Harry sighed, before snapping his wrists to break the chains holding him to his court chair. Fudge and some members of the Wizengamot were disturbed by the display of power, but Harry ignored them in favor of heading towards the exit.

"Sorry, Daphne."

"It's not your fault, Harry. I suppose we could always overthrow the government... "

"No. I'm more inclined to just ignore them really."

"Well, I suppose it's time to wake up then. My dreams are over."

"Actually, I have another idea. As hard as it is to believe, the Muggle governments are even more corrupt than the Ministry. Some spy work, a little veritaserum, add in some blackmail … do you want to take over the world Daphne?"

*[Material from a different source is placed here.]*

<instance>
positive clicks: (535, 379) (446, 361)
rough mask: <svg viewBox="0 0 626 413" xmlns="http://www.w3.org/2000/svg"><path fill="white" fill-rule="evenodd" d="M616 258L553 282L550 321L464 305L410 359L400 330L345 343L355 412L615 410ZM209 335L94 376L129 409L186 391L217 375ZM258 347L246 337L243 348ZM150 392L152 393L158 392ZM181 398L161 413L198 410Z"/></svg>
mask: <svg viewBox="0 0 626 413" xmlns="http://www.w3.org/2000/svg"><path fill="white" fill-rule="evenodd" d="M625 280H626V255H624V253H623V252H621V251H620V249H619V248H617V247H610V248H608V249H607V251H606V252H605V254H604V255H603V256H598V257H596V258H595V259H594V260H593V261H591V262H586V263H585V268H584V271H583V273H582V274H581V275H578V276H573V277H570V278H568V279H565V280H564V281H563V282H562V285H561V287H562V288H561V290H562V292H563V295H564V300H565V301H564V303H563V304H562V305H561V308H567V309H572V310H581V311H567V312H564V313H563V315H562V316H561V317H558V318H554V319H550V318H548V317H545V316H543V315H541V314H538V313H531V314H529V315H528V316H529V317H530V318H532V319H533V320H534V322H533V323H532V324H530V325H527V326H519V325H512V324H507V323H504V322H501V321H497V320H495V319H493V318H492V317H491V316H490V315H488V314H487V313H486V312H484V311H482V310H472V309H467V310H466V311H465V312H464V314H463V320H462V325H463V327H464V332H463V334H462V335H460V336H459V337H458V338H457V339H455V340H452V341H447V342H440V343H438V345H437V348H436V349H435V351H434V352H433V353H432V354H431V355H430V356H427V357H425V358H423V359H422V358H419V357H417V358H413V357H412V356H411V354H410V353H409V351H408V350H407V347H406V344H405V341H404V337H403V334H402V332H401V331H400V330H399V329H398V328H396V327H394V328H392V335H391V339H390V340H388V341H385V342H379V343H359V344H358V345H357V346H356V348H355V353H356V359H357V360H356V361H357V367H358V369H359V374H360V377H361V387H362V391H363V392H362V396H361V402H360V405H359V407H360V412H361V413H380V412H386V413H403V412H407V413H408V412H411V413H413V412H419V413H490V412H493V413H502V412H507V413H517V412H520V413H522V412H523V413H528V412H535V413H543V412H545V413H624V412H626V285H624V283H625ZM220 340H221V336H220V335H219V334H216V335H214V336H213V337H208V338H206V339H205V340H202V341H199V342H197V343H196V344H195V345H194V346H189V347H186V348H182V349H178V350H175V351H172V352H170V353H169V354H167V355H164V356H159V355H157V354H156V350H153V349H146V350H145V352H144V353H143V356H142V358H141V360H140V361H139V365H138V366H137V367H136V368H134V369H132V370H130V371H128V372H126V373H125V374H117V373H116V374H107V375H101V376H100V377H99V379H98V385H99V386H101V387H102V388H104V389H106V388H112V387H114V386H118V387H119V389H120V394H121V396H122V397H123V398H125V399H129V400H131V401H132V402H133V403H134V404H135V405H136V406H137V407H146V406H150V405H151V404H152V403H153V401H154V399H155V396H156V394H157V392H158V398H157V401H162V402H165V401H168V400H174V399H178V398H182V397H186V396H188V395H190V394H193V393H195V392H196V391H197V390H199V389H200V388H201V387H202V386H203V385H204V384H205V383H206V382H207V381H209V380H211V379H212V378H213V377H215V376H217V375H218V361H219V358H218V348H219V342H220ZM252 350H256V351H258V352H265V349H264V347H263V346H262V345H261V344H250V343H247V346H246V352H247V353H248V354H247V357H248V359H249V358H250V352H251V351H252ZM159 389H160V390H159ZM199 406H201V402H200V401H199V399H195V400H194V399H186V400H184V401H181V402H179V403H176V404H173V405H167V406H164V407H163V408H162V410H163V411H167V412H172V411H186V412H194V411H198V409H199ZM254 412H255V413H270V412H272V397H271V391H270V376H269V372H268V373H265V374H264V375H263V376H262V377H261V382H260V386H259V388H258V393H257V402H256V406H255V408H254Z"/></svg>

She smiled. "You always did know how to show a girl a good time, Potter."

And with two soft pops, they disappeared.

A/N: There might be a few more chapters, but they won't be strictly HP. I'm going to use this chapter as a baseline for any future Harry Potter crossovers. I already have a Stargate one in the works, and I really want to do a Chuck one, but I'm not sure how to make it believable.

A/N2: Ginny won't ever be a mistress. I was just trying to avoid a plot hole with that paragraph. For those who want to know, Bill accepts Ginny's debt, and a daughter of his gets married to one of Harry's sons.

A/N3: The 'in my head' model for Daphne is Michelle Trachtenberg (maybe moving towards Olivia Wilde).